Para o Gerente de Engenharia, Desenvolvimento Solar e Armazenamento da Casa dos Ventos, Luis Guilherme Basto de Castro, o Brasil ainda está em estágio inicial nesse processo. “Precisa se levantar, começar a andar para depois pensar em correr”, afirmou, ao comentar a maturidade ainda limitada desses instrumentos no país.

Ele destaca que a necessidade de flexibilidade deve crescer à medida que o sistema incorpora mais renováveis e enfrenta maior volatilidade de preços. Nesse contexto, o armazenamento tende a assumir papel central tanto do lado do consumo quanto da geração.

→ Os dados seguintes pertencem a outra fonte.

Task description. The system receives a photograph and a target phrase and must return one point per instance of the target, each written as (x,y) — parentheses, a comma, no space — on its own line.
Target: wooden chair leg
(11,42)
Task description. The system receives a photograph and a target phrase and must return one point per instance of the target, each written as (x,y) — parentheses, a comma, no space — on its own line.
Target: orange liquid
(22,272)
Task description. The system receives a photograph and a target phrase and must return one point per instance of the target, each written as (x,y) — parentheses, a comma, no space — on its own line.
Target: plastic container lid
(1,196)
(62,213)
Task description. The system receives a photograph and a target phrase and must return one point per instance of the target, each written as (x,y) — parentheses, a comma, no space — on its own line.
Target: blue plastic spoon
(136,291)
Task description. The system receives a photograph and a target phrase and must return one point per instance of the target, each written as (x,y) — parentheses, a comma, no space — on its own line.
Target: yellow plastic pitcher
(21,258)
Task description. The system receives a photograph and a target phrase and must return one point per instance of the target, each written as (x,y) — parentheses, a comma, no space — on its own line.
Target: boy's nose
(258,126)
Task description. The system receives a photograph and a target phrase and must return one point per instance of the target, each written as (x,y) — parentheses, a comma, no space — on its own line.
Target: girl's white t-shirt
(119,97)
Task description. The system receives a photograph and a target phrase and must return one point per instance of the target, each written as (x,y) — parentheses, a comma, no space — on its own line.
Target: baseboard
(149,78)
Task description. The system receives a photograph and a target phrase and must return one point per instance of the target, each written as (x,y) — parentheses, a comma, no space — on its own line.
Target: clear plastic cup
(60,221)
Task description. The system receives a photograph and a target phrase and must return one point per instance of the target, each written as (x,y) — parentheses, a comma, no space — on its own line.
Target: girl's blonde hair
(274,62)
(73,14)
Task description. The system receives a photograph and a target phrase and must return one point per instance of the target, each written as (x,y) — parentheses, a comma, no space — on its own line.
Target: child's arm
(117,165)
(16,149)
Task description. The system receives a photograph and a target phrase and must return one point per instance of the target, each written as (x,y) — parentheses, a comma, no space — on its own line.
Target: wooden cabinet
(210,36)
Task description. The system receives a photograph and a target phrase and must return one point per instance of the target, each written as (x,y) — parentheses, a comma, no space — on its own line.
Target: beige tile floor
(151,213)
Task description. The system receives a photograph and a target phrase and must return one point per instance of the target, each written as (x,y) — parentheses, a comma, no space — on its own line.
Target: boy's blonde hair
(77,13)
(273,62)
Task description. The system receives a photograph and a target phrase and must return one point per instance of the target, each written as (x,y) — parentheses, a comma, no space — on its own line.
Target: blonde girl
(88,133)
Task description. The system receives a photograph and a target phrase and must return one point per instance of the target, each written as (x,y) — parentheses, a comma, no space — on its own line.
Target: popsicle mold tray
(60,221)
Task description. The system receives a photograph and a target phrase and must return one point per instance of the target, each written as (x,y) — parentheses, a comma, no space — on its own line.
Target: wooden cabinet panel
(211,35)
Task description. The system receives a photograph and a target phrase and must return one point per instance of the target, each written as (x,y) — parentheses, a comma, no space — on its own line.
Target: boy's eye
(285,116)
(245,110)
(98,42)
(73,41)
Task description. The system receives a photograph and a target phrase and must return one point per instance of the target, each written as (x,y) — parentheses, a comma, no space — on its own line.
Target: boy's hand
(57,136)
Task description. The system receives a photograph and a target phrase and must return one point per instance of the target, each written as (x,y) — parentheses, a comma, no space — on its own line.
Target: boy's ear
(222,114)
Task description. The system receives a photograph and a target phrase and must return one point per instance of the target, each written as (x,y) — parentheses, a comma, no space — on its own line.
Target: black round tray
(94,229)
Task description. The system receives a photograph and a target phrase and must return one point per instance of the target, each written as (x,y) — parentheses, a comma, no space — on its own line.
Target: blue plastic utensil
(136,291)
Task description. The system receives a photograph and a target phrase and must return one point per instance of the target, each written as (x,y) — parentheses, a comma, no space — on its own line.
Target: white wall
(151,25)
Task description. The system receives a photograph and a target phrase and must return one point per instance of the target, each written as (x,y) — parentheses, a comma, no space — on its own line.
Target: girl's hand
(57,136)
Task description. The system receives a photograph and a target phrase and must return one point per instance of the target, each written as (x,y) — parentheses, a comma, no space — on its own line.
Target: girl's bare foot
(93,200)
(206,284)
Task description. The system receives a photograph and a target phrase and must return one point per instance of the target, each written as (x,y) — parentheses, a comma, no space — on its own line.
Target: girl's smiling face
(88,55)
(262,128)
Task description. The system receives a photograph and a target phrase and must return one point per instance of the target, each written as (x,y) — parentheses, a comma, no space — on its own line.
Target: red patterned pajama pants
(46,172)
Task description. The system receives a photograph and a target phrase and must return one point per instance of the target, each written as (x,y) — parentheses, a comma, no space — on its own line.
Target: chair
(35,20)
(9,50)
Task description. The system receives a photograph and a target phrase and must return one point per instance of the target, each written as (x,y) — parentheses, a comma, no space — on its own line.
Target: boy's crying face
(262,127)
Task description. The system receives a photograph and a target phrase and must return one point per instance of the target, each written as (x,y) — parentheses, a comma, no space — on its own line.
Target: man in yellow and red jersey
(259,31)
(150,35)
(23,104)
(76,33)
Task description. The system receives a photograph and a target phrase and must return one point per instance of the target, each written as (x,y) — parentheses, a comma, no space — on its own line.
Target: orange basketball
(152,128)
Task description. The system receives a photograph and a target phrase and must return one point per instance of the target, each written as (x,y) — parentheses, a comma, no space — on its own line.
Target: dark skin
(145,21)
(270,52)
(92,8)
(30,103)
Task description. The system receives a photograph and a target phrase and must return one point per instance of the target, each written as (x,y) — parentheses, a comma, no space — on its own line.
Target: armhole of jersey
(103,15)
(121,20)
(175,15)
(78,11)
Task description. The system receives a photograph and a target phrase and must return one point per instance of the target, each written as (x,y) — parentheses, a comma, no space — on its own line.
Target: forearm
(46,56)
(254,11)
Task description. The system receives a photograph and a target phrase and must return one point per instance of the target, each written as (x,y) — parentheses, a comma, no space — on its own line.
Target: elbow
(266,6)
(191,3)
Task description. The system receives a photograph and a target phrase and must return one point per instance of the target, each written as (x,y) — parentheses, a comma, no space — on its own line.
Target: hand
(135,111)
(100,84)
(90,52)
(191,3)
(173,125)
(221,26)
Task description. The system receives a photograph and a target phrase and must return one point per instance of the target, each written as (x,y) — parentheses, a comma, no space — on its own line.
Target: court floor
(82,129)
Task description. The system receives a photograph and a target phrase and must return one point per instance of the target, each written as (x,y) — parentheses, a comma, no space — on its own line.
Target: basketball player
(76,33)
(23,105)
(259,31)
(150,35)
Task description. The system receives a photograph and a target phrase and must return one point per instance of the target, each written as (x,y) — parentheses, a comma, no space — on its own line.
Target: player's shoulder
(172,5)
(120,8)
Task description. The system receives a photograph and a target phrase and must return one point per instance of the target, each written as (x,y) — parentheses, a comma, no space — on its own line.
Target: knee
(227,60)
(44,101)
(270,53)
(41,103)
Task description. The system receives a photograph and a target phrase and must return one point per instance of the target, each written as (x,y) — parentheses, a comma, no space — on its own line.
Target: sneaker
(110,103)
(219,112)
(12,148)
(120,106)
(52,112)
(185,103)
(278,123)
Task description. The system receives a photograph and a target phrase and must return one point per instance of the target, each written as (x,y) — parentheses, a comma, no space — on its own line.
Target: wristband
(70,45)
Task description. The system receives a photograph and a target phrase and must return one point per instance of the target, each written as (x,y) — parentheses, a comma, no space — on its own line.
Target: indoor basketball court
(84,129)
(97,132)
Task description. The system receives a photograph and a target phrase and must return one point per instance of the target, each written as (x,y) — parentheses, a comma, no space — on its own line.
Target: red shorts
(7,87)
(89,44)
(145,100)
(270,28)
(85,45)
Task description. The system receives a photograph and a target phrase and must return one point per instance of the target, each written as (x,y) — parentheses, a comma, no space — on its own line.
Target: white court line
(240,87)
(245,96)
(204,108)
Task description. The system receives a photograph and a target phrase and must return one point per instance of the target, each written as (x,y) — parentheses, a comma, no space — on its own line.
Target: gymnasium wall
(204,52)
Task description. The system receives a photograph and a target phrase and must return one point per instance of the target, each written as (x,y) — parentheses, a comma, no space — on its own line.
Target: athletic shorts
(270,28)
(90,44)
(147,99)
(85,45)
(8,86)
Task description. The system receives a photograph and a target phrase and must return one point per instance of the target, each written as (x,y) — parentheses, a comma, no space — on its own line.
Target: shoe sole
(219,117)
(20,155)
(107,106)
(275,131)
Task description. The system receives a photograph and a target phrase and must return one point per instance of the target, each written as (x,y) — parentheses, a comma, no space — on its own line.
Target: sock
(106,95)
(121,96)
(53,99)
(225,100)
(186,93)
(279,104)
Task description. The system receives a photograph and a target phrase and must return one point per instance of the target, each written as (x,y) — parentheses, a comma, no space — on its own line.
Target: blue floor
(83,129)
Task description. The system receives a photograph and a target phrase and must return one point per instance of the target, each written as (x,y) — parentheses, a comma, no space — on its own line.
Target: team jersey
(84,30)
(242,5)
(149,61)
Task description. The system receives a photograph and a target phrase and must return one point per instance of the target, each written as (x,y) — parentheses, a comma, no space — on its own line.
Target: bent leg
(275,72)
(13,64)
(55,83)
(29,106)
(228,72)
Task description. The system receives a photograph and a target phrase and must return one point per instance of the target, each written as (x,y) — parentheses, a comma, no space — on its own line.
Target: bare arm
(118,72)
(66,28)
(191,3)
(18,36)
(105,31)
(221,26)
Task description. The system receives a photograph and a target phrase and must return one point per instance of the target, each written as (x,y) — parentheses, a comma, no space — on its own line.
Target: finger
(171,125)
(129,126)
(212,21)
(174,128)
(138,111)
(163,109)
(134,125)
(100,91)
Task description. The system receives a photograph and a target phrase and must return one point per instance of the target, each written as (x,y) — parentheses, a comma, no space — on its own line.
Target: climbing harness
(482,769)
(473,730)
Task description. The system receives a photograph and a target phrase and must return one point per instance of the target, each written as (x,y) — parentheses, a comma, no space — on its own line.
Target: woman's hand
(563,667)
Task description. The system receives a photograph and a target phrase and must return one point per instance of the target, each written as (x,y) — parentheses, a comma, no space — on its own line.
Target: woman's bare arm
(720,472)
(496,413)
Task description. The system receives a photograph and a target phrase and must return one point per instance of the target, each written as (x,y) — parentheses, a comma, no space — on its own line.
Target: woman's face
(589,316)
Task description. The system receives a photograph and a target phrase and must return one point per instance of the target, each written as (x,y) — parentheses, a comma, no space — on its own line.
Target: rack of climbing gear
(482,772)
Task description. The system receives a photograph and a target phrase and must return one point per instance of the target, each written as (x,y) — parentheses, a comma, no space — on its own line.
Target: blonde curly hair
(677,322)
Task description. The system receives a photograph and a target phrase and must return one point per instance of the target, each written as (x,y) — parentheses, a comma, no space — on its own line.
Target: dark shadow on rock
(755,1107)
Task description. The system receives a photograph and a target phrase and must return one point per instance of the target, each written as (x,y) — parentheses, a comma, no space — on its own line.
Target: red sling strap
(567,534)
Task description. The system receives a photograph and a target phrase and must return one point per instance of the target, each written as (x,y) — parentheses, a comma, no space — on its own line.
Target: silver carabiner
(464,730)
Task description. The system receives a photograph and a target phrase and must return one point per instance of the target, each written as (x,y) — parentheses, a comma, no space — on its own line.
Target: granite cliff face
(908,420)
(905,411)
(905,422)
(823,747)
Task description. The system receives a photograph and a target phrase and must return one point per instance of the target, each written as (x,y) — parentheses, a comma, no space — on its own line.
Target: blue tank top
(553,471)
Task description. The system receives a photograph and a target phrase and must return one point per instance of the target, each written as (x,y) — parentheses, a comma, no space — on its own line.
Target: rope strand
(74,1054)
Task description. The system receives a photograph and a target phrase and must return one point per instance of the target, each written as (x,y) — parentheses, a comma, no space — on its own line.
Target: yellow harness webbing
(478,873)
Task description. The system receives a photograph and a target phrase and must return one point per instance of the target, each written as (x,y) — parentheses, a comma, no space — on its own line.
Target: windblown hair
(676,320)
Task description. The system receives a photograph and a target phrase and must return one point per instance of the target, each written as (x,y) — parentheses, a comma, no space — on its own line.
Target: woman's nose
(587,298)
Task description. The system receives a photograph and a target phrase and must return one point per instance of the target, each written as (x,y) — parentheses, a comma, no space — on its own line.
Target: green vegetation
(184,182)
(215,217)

A discussão também avança para além do segmento C&I. Segundo os executivos, o mercado residencial pode se tornar um vetor relevante nos próximos anos, impulsionado por tarifas horárias, automação e integração com veículos elétricos. “As próprias residências deveriam responder ao sistema”, disse Castro, projetando um cenário em que consumidores passam a atuar de forma mais ativa na gestão da energia.

Entre a decolagem e a turbulência

A fotografia do setor, portanto, é de avanço concreto — mas ainda irregular. De um lado, fundamentos econômicos mais sólidos, novas aplicações e maior interesse do mercado. De outro, lacunas regulatórias e incertezas que limitam a escala dos investimentos.

Ainda assim, o consenso entre os participantes é que a direção está definida. “A bateria vai entrar para ficar”, afirmou Oliveira. Se a decolagem completa ainda depende de ajustes finos, o armazenamento já deixou claro que não é mais promessa. Passou a ser, cada vez mais, parte integrante da estratégia energética no Brasil.